ワインをちびちびと飲んで落ち着いてから、
「ええ、冒険者組合と同じくらい個性的でしたけど、活気があっていい雰囲気のところでした。これが打った物です」
腰の長剣を鞘ごと持ち上げて見せる。
「ほお、柄だけでもしっかりした造りだとわかるが……もしよければ、見せてもらってもいいかな?」
「質素な造りですが……どうぞ」
店主は長剣を受け取り、鞘から刀身の半分ほどを抜く。その白銀と蒼の刀身を見て、息を呑んだ。
「これは……魔聖金に魔力を練り込んだもの……かな? いったい何の魔法をどれだけ練りこめばこんな美麗な色になるのか想像もつかないが……」
顔を上げて観察していたメルランデも、目を丸くしている。
「リリーシア、あんたこれを質素というのかい……? 確かに装飾は少ないが、それが流麗な造りを際立たせているのだと思うよ。まさかこんな物を打って来るとはねえ……」
「昔の血が騒いで、思わず振ってみたくなる見事な長剣だよ」
そう言いながら、鞘に戻した剣をリリーシアに返す店主。
メルランデは苦笑しながら、
「この店主は昔はちょっと名の通った冒険者でね。ここの開店資金も冒険で稼いだものなんだよ。今じゃこんなに温和だが、当時はなかなかにキレ者だったって聞いてるよー。
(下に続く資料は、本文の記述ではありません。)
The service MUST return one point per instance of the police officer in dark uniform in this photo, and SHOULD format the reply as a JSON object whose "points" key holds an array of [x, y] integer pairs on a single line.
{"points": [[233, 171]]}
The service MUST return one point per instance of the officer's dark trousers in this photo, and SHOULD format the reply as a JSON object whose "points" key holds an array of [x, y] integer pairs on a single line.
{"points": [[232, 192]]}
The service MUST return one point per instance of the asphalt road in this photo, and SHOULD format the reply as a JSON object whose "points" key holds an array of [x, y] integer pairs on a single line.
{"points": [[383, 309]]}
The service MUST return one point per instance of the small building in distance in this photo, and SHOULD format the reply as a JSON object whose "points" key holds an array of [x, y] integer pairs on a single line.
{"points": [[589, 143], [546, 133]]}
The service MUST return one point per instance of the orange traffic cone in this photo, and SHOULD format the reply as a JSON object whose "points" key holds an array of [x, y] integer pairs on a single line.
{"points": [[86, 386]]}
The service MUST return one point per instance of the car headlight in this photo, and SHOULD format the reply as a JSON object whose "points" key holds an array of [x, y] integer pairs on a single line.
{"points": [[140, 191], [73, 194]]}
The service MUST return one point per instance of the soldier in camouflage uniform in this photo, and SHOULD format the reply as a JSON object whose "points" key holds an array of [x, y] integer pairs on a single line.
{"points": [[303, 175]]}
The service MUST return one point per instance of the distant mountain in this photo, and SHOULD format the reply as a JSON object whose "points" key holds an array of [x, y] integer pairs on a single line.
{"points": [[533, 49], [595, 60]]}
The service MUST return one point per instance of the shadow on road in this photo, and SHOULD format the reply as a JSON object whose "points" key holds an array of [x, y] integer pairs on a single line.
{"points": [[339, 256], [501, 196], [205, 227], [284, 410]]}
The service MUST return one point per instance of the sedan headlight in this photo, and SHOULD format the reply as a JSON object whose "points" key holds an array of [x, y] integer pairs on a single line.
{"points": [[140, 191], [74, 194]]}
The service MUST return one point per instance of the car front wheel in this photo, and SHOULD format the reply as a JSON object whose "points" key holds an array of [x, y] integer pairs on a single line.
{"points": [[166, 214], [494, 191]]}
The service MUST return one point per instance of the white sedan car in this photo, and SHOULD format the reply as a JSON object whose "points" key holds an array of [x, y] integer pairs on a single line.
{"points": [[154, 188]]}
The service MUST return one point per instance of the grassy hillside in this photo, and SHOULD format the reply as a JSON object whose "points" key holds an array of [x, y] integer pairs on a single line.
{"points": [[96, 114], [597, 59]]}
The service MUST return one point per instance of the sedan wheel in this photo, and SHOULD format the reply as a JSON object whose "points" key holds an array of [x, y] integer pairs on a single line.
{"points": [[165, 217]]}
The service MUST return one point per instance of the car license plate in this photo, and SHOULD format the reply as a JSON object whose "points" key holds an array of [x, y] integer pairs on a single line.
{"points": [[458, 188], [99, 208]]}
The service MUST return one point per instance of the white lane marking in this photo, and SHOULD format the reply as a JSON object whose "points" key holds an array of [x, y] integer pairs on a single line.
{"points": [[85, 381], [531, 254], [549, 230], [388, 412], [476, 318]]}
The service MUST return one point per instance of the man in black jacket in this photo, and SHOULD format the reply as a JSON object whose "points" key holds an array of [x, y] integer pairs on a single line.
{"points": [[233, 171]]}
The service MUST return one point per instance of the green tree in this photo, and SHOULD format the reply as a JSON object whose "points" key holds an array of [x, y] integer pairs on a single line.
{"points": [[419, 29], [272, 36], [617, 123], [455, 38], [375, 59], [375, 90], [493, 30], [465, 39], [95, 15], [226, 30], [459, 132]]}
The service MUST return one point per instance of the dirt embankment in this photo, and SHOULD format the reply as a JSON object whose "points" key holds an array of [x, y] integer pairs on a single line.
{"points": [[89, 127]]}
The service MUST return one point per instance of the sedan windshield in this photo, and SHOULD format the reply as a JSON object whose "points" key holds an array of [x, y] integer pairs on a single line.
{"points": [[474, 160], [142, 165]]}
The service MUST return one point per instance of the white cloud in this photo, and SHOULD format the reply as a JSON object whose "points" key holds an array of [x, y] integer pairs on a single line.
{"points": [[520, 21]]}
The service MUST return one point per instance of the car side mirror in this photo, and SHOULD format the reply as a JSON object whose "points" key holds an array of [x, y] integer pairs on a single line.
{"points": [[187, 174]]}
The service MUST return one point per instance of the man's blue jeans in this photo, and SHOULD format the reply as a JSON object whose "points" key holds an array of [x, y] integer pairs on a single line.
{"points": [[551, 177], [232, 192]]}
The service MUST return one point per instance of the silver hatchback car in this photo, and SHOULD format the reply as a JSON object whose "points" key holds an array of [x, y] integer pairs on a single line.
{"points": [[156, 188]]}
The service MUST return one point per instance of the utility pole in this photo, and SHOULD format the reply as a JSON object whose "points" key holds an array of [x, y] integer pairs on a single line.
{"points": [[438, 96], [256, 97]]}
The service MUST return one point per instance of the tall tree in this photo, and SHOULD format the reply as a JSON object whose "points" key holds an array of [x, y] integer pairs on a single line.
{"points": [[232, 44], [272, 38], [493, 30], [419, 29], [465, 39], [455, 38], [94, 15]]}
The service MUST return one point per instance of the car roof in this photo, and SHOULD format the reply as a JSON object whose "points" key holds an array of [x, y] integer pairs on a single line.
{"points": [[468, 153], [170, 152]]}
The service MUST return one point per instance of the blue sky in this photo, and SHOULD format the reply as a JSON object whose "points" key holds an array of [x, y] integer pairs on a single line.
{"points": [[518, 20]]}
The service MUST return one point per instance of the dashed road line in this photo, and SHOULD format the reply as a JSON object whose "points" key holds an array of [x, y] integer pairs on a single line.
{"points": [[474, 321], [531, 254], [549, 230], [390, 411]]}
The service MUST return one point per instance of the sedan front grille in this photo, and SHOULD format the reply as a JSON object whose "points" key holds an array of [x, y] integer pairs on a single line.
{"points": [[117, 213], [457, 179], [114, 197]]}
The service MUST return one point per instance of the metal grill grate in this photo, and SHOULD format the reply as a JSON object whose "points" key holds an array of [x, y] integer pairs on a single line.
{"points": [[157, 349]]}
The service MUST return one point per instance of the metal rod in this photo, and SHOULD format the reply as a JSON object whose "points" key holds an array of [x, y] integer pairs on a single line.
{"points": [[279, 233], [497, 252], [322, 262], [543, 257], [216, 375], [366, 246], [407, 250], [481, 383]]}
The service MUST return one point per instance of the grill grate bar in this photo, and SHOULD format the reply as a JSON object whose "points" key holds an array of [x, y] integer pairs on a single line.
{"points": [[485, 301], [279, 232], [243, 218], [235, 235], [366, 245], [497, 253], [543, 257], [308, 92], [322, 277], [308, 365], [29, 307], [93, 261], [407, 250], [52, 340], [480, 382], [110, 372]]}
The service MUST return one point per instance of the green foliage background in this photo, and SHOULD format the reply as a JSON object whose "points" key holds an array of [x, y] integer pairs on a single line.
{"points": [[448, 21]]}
その血がうずくんだろう?」
聞かれた店主は答えず、恥ずかしそうに頬を染めて皿洗いに引っ込んでしまった。
「あはは……店主さん、確かにいい身体をお持ちですよね」
昔は冒険者だったと明かされても、全く違和感のない立派な体躯の持ち主である。
「ところでリリーシア、その剣を見てちょっと一つお願いができたんだけど……聞いてくれる?」
改まって、身体をリリーシアに向けたメルランデが言う。
「……はい? まあ、聞くだけなら」
「えっと……実は、ちょっと作ってもらいたいものがあるんだ」
「作ってもらいたいもの……武器、ですか? メルさんって武器とか使うかたでしたっけ?」
不思議な顔をしたリリーシアはオウム返しに聞き返してしまう。正直にいうと、メルランデについて知っていることといえば賭博狂いの闘技場好き、という本人が聞けばどう思うかわからない印象だけなのである。
「そう、武器なんだけど……まあ、自分の護身用に短剣をね。いまどき誰だってそれくらいは持ってるじゃない?」
「ええ、短剣の一本くらいなら私は構いませんが……そんなに言い出しにくいことですか?」
リリーシアとしてはまったくもって普通の依頼の範疇だと思ったので、メルランデの様子が少しおかしいのが気になる。
「こうやって『知り合いだ』っていう程度のコネを使って《蒼》のリリーシアに依頼をするのなんて、やっぱり遠慮するものだよ。あんただって《特級》になって相当忙しいはずだろう?」
それを聞いたリリーシアは吹き出してしまった。あっけにとられたメルランデは、
「な、なんか私はおかしいことを言ったかい?」
と慌てるが、リリーシアはワインを一口飲んで笑う。
「いつもメルさんには良くしてもらっているじゃないですか。今更そんな遠慮なんて、メルさんらしくないですよ」
「……リリーシアの中で私がどんな印象なのか気になるけど……そういうことなら、一つ頼むよ。材料費を含めて報酬は払うからさ」
材料費だけでいいですよ、と言うと、こういう金が絡むことは人間関係抜きにきっちりやっておいたほうが後で面倒が起きないもんだよ、と譲らなかったのでその条件で軽い契約書を書いた。
「明日は少し野暮用で出かけるので、出来ても2日後以降ということになります」
「わかった。期待して待っておくよ」
そう言って笑ったメルランデと酒杯を交わして、決戦前の夜は更けていくのであった。